Unwägbarkeiten voraus
Und die Vorsicht der befragten Geschäftsführer übernehmen die IHKs dann auch in ihre Prognose für 2023: „Das wirtschaftliche Umfeld wird auch 2023 von zahlreichen Geschäftsrisiken und Unwägbarkeiten geprägt sein. Mit Abstand der meistgenannte Risikofaktor bleibt aber die Entwicklung der Energiepreise. Mit Ausnahme des Bau- und Verkehrsgewerbes führen die Energiepreise in allen Wirtschaftsbereichen das jeweilige Risikoranking an.

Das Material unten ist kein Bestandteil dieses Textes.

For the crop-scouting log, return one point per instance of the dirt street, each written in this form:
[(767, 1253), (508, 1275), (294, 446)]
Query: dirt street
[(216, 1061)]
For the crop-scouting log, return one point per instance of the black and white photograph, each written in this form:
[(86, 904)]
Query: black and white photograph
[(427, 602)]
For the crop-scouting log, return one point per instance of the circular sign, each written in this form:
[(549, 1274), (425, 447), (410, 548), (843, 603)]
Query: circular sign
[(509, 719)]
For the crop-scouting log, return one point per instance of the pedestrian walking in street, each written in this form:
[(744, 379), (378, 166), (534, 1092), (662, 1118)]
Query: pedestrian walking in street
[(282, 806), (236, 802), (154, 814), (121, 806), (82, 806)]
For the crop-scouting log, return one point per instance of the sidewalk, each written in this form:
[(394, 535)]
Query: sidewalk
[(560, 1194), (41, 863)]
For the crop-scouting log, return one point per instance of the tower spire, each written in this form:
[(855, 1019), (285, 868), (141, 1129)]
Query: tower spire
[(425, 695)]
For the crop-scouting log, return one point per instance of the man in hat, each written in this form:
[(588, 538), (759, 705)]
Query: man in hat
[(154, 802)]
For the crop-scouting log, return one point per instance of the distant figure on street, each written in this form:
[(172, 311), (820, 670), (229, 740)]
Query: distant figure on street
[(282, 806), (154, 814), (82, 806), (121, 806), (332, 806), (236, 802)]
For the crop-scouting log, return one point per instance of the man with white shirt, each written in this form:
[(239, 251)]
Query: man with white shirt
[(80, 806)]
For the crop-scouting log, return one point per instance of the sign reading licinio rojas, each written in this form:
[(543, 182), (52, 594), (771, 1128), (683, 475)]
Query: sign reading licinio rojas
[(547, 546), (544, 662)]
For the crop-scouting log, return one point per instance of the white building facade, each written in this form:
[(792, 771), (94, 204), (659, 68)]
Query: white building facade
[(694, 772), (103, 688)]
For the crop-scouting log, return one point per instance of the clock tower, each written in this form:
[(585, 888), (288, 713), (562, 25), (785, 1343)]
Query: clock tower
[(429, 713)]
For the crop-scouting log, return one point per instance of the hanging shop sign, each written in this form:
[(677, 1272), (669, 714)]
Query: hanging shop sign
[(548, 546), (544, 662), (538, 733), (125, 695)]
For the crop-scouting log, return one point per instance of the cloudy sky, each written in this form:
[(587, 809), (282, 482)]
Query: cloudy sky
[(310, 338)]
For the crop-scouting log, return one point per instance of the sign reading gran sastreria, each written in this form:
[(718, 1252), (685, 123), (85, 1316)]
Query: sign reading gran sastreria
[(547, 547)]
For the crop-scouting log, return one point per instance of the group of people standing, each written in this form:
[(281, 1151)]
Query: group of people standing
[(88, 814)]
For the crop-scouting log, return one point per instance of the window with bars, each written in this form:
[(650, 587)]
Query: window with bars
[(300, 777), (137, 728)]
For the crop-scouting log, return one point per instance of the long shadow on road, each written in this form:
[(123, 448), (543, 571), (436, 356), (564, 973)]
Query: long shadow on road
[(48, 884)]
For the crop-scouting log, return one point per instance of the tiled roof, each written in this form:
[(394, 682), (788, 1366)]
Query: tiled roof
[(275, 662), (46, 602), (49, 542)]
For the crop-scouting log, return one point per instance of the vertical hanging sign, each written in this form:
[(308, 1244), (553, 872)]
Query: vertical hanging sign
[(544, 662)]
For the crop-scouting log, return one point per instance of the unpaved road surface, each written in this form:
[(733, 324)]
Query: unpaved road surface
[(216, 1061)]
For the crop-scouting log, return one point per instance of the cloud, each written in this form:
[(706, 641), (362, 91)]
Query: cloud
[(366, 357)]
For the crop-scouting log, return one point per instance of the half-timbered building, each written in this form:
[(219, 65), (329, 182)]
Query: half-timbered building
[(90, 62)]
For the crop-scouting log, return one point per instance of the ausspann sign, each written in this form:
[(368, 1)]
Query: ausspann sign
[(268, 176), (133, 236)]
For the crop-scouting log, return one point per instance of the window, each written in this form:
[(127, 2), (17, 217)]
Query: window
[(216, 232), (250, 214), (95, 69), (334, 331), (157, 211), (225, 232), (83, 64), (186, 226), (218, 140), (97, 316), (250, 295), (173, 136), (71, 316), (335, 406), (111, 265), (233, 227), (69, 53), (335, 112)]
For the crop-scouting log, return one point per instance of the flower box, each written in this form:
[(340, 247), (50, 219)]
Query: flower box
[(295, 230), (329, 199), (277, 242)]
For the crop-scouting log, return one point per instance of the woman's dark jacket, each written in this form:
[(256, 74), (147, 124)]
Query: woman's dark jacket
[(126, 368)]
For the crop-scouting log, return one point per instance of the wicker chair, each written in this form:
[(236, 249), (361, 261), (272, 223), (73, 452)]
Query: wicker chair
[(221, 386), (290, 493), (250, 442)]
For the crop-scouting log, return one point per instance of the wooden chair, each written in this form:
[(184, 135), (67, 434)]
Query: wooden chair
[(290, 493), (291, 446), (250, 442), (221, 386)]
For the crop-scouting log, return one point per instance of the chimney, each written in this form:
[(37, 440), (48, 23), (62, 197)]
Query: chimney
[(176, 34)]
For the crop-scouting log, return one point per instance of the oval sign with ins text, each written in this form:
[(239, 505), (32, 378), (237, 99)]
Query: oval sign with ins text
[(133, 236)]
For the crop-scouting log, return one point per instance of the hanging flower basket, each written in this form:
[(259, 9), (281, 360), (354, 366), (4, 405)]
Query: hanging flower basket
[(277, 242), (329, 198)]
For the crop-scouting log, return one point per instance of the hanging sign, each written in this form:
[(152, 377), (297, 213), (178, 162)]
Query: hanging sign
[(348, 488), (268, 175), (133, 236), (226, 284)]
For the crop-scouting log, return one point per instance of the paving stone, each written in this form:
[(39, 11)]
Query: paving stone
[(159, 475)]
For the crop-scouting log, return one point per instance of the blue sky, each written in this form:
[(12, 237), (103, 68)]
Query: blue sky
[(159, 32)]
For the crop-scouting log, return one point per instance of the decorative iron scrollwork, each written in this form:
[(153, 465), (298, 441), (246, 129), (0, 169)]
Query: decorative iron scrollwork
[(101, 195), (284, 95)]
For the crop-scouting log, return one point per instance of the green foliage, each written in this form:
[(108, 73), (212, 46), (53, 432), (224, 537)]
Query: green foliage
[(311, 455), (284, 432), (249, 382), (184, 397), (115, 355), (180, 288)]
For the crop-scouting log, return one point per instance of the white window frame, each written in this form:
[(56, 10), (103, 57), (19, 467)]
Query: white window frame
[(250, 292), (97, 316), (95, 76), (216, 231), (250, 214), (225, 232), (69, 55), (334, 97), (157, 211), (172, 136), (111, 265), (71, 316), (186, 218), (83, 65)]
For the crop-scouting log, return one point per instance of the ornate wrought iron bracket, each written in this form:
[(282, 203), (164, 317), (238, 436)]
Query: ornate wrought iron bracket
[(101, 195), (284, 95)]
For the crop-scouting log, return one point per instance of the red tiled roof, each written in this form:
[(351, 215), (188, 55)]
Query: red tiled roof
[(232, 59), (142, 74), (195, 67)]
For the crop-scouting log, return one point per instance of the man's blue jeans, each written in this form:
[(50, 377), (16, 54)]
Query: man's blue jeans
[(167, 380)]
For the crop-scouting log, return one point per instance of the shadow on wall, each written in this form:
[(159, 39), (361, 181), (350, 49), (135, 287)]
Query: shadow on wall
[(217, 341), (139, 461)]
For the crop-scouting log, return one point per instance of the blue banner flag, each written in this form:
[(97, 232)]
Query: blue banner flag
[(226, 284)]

Auf den Plätzen 2 und 3 folgen die Entwicklung der Arbeitskosten, die insbesondere mit der deutlichen Anhebung des flächendeckenden Mindestlohnes auf 12 Euro einen kräftigen Schub erhielten, und der Fachkräftemangel, der bereits einem Großteil der Betriebe zunehmend Kopfschmerzen bereitet und die Wachstumsperspektiven gefährdet.“
Forderungen Richtung Politik
Was die Kammern da von der Politik erwarten, fassen sie in folgenden fünf Forderungen zusammen:
1. Stabilität und Bezahlbarkeit der Energieversorgung über 2023 hinaus sicherstellen!
2. Fachkräfteeinwanderung auf allen Ebenen ermöglichen, nicht erschweren!
3. Sächsische IHKs gegen gesetzlichen Bildungsurlaub – stattdessen die Weiterbildung im Betrieb
fördern!
4. Durch Förderung kleinerer und mittlerer Unternehmen den Strukturwandel ermöglichen!
5. Investitionen in Verkehrsinfrastruktur sichern!